40 2. Wartefristen sind vor diesem Hintergrund mit der staatlichen Schutz- und Förderpflicht grundsätzlich vereinbar. Sie haben
den Zweck, den Einsatz öffentlicher Mittel an einen Erfolgsnachweis zu binden. Die Gestaltungsfreiheit des Gesetzgebers umfasst
auch die Befugnis zu entscheiden, wann er diesen Nachweis als erbracht ansieht. Das darf nur nicht dazu führen, dass die Wartefrist
sich als Sperre für die Errichtung neuer Schulen auswirkt.
41 Der Staat darf seine Finanzhilfe von einer hinreichend soliden Existenzbasis der Ersatzschule abhängig machen, die der Gründung
Aussicht auf dauerhaften Bestand verleiht. Die Schutzpflicht hat ihren Grund in der verfassungsrechtlichen Gewährleistung
individueller Freiheit. Art. 7 Abs. 4 Satz 1 GG geht von dem herkömmlichen Bild der Privatschule aus. Sie verdankt ihre Existenz
dem ideellen und materiellen Engagement ihrer Gründer und Träger. Diese füllen einen ihnen eingeräumten Freiheitsraum in eigener
Initiative aus, die auch die wirtschaftlichen Grundlagen einschließt; sie müssen bereit sein, die damit verbundenen Risiken
in Kauf zu nehmen. Der Staat darf daher erwarten, dass der Schulträger seinem Interesse an der Verwirklichung eigener Ziele
und Vorstellungen im schulischen Bereich eigenes finanzielles Engagement folgen lässt, und beteiligt sich nur an diesem in
erster Linie privaten Engagement.
42 Der Landesgesetzgeber darf im Rahmen seiner Gestaltungsfreiheit ferner berücksichtigen, dass öffentliche Mittel effektiv zu
verwenden sind. Bei neu gegründeten Schulen ist nicht absehbar, ob sie auf Dauer Bestand haben werden. Im Genehmigungsverfahren
wird nicht auf diese Frage abgestellt, sondern es werden nur die formellen Genehmigungsvoraussetzungen des Art. 7 Abs. 4 Satz 3 und 4 GG geprüft. Jede neu gegründete Privatschule begibt sich in Konkurrenz zu vorhandenen öffentlichen und privaten Schulen.

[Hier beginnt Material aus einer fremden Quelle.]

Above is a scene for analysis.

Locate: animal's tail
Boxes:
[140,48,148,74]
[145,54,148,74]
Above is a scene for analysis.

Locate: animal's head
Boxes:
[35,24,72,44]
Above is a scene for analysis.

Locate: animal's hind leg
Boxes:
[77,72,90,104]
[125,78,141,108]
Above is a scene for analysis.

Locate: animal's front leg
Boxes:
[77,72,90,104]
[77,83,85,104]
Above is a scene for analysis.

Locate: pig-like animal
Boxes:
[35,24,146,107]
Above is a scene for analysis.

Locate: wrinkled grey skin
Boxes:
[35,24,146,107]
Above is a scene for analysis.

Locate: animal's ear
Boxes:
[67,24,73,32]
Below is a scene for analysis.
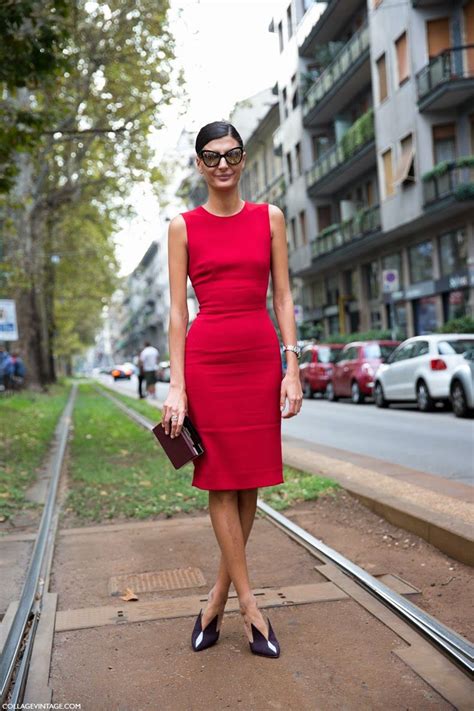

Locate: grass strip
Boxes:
[67,385,339,522]
[0,384,69,521]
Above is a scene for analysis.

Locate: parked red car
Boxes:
[299,343,344,398]
[326,341,400,404]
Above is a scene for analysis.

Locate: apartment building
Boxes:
[269,0,474,336]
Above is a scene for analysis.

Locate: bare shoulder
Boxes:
[268,203,285,237]
[168,215,187,244]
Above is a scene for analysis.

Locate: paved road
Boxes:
[100,380,474,485]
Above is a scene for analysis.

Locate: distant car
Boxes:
[326,340,400,405]
[374,333,474,412]
[449,348,474,417]
[299,343,344,398]
[110,364,133,380]
[156,360,170,383]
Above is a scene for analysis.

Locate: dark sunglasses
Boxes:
[199,148,244,168]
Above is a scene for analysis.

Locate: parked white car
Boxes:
[450,348,474,417]
[374,333,474,412]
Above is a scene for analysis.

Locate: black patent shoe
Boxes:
[249,617,280,658]
[191,608,220,652]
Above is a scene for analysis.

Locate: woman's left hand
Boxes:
[280,373,303,418]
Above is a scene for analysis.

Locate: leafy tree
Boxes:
[1,0,183,384]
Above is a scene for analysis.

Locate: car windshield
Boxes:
[318,346,341,363]
[438,338,474,355]
[364,343,396,360]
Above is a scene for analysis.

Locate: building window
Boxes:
[382,148,395,198]
[295,143,303,175]
[426,17,451,59]
[326,276,339,306]
[377,54,388,103]
[382,252,403,287]
[311,136,329,161]
[443,289,470,321]
[433,123,456,165]
[408,240,433,284]
[393,133,415,185]
[286,3,293,39]
[299,210,308,244]
[286,153,293,183]
[439,228,467,276]
[278,22,284,54]
[316,205,333,232]
[365,262,380,301]
[395,32,410,86]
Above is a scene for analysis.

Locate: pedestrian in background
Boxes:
[140,341,160,400]
[11,351,26,388]
[136,354,146,400]
[0,343,13,390]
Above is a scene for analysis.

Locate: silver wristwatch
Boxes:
[283,345,301,358]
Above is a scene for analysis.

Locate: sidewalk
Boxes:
[105,383,474,566]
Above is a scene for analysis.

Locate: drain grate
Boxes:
[109,566,206,596]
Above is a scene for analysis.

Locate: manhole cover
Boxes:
[109,567,206,595]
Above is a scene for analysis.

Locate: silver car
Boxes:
[449,348,474,417]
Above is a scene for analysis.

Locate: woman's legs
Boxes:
[202,489,268,638]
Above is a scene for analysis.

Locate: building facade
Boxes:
[270,0,474,336]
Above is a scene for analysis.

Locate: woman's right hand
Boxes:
[161,385,188,437]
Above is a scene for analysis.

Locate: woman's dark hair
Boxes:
[195,121,244,155]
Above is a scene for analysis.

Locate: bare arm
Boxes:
[268,205,303,417]
[162,215,189,437]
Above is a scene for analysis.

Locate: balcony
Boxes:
[303,25,370,126]
[296,0,361,57]
[311,205,382,260]
[422,155,474,208]
[416,44,474,111]
[255,173,286,210]
[306,109,376,197]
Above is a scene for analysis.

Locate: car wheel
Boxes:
[451,380,470,417]
[416,380,434,412]
[374,382,389,407]
[351,380,365,405]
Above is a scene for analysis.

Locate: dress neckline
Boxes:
[199,200,247,219]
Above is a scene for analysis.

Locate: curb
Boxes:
[282,437,474,566]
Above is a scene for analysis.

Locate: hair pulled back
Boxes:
[195,121,244,155]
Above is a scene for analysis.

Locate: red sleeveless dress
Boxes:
[181,202,284,490]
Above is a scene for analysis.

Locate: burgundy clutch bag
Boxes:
[152,415,204,469]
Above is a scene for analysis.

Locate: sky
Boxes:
[116,0,286,275]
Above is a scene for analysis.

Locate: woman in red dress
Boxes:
[162,121,303,657]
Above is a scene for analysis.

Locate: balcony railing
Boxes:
[303,25,369,116]
[416,44,474,99]
[306,109,375,187]
[311,205,382,259]
[422,155,474,207]
[255,173,286,208]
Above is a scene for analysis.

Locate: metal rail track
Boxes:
[0,384,77,708]
[96,387,474,677]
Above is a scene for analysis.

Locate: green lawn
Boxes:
[0,385,69,521]
[68,385,339,521]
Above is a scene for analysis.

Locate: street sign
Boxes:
[382,269,400,294]
[294,304,303,324]
[0,299,18,341]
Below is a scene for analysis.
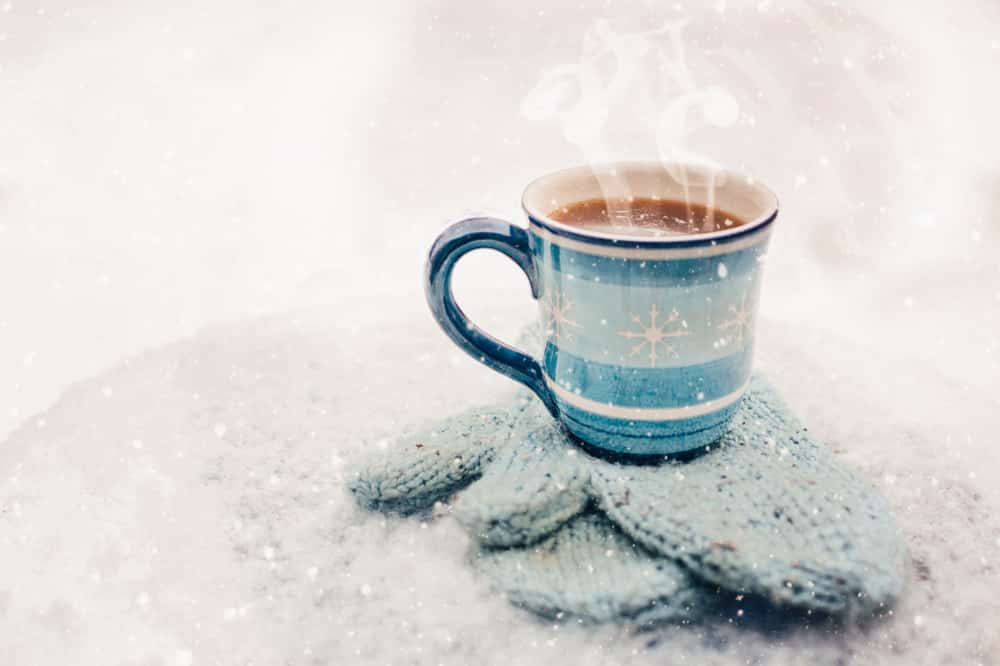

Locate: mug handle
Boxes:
[424,217,557,416]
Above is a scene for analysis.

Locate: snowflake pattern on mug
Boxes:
[716,291,753,349]
[618,303,691,368]
[542,291,582,342]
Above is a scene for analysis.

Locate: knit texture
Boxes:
[350,330,906,621]
[473,512,714,624]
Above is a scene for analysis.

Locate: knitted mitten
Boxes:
[351,378,905,619]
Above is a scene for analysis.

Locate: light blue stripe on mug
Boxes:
[534,238,766,287]
[542,342,753,408]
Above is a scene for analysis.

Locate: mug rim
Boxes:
[521,160,779,248]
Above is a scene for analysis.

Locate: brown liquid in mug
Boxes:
[549,197,746,237]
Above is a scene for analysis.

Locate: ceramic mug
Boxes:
[425,162,778,456]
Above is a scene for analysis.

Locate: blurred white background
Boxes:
[0,0,1000,435]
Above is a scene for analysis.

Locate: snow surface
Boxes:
[0,306,1000,666]
[0,0,1000,666]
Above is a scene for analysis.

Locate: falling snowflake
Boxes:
[542,291,580,342]
[618,303,691,368]
[716,291,753,349]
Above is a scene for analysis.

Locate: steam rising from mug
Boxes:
[521,19,740,215]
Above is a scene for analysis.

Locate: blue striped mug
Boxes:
[425,162,778,456]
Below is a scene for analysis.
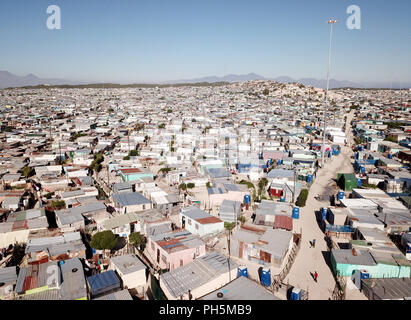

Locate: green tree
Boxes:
[295,189,308,208]
[90,230,118,250]
[128,232,146,251]
[23,166,36,178]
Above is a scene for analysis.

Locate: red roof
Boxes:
[274,214,293,231]
[196,217,223,224]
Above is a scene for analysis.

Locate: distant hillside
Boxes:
[0,71,80,89]
[0,71,411,89]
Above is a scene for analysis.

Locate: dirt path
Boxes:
[284,112,354,300]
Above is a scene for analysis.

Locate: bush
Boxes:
[128,232,146,251]
[128,150,138,157]
[23,167,36,178]
[90,230,117,250]
[51,200,66,210]
[295,189,308,208]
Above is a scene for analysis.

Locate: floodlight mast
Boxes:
[321,19,338,168]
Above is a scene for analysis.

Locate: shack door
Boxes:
[238,241,244,259]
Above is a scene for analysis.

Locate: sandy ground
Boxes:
[284,112,365,300]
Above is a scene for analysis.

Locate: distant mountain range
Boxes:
[166,73,411,89]
[0,71,411,89]
[0,71,80,89]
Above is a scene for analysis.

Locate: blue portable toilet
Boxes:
[261,267,271,287]
[290,288,301,300]
[237,266,248,278]
[321,208,328,220]
[293,207,300,220]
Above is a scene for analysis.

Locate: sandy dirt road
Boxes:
[284,112,362,300]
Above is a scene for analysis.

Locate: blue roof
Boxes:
[87,270,120,296]
[113,192,151,206]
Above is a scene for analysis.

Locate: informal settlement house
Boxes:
[160,252,238,300]
[113,192,152,214]
[198,276,281,301]
[0,208,49,248]
[146,230,206,270]
[180,206,224,237]
[15,258,87,300]
[230,225,294,267]
[109,254,146,296]
[254,200,293,231]
[331,248,411,278]
[218,200,241,223]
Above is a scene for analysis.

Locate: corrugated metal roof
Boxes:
[113,192,151,206]
[160,252,238,298]
[87,270,120,295]
[93,289,133,301]
[199,277,281,300]
[274,214,293,231]
[111,254,146,275]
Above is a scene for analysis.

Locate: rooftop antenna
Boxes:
[321,19,338,168]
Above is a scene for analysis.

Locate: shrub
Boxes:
[90,230,117,250]
[51,200,66,210]
[295,189,308,208]
[128,232,146,251]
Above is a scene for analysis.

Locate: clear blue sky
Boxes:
[0,0,411,82]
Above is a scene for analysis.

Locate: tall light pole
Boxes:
[321,19,337,168]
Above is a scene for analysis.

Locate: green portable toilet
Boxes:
[337,173,358,191]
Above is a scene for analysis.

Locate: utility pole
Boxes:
[293,166,297,204]
[321,19,337,168]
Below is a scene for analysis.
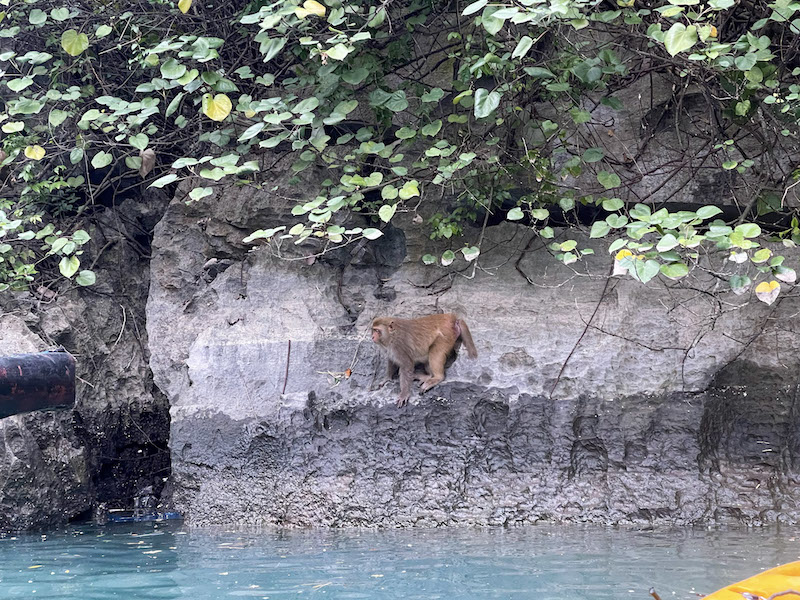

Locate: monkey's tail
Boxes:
[458,319,478,358]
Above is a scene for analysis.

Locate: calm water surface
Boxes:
[0,524,800,600]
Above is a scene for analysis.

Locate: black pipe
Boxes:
[0,350,75,418]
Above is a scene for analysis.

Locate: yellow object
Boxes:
[704,561,800,600]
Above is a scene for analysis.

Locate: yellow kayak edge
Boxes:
[705,561,800,600]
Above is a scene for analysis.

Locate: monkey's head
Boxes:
[372,317,394,346]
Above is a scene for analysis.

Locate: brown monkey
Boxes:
[372,314,478,406]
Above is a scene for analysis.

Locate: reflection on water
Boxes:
[0,524,800,600]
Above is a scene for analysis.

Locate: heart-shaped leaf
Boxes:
[203,94,233,121]
[756,279,781,304]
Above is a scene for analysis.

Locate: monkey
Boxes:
[372,313,478,406]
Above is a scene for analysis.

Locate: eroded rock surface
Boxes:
[147,157,800,526]
[0,197,169,530]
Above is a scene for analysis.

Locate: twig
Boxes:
[550,266,616,400]
[281,340,292,394]
[649,588,661,600]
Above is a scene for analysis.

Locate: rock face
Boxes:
[147,158,800,526]
[0,197,169,531]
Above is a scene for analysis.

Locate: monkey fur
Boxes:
[372,313,478,406]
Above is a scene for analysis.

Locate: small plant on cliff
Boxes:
[0,0,800,302]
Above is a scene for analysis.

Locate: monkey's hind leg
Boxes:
[373,359,400,390]
[419,344,448,392]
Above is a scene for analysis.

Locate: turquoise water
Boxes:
[0,524,800,600]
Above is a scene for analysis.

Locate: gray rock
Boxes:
[147,163,800,527]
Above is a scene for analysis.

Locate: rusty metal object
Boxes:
[0,351,75,418]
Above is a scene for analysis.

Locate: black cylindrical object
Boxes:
[0,351,75,418]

Sie muss den bereits vorhandenen Schulen Schüler abgewinnen und diese an sich binden. Hierfür muss sie sich pädagogisch bewähren.
Ob ihr dies gelingt, darf der Gesetzgeber eine zeitlang abwarten, ehe er zur ständigen Förderung übergeht (BVerfGE 90, 107,
juris Rn. 36 ff.).
43 Aus der Unmöglichkeit einer vollen Selbstfinanzierung folgt noch nicht, dass jede Wartefrist als faktische Gründungssperre
wirkt. Im Hinblick auf das zulässigerweise vorauszusetzende eigene finanzielle Engagement der Schulträger kann zwar nicht
zugleich die Bereitschaft gefordert werden, in dem erforderlichen Umfang eigenes Vermögen für Gründung und Betrieb einer privaten
Ersatzschule auf Dauer einzusetzen; dies könnte einem Träger angesichts der Kosten einer privaten Ersatzschule, wie sie namentlich
durch den Staat vorgegeben sind, nicht zugemutet werden. Das schließt jedoch nicht aus, dass eine absehbare und vorübergehende
Zeit mit eigenen Mitteln zu überbrücken ist, wenn nur auf Dauer für den Schulträger oder die ihn tragenden Kräfte Entlastung
in Aussicht steht. Nur wenn Wartefristen diese Perspektive des Schulträgers übermäßig einschränken, wirken sie als faktische
Errichtungssperre.
II.
44 Unter Zugrundelegung dieser Maßstäbe ist die Verlängerung der Wartefrist von zwei auf drei Jahre als solche verfassungsrechtlich
nicht zu beanstanden, wovon auch das Verwaltungsgericht ausgeht. Der Kläger zieht dies ebenfalls nicht mehr in Zweifel, wie
er in der mündlichen Verhandlung vor dem Landesverfassungsgericht erklärt hat. Es ist insbesondere nicht ersichtlich, dass
sich die nun dreijährige Wartefrist wie eine faktische Errichtungssperre wirken könnte.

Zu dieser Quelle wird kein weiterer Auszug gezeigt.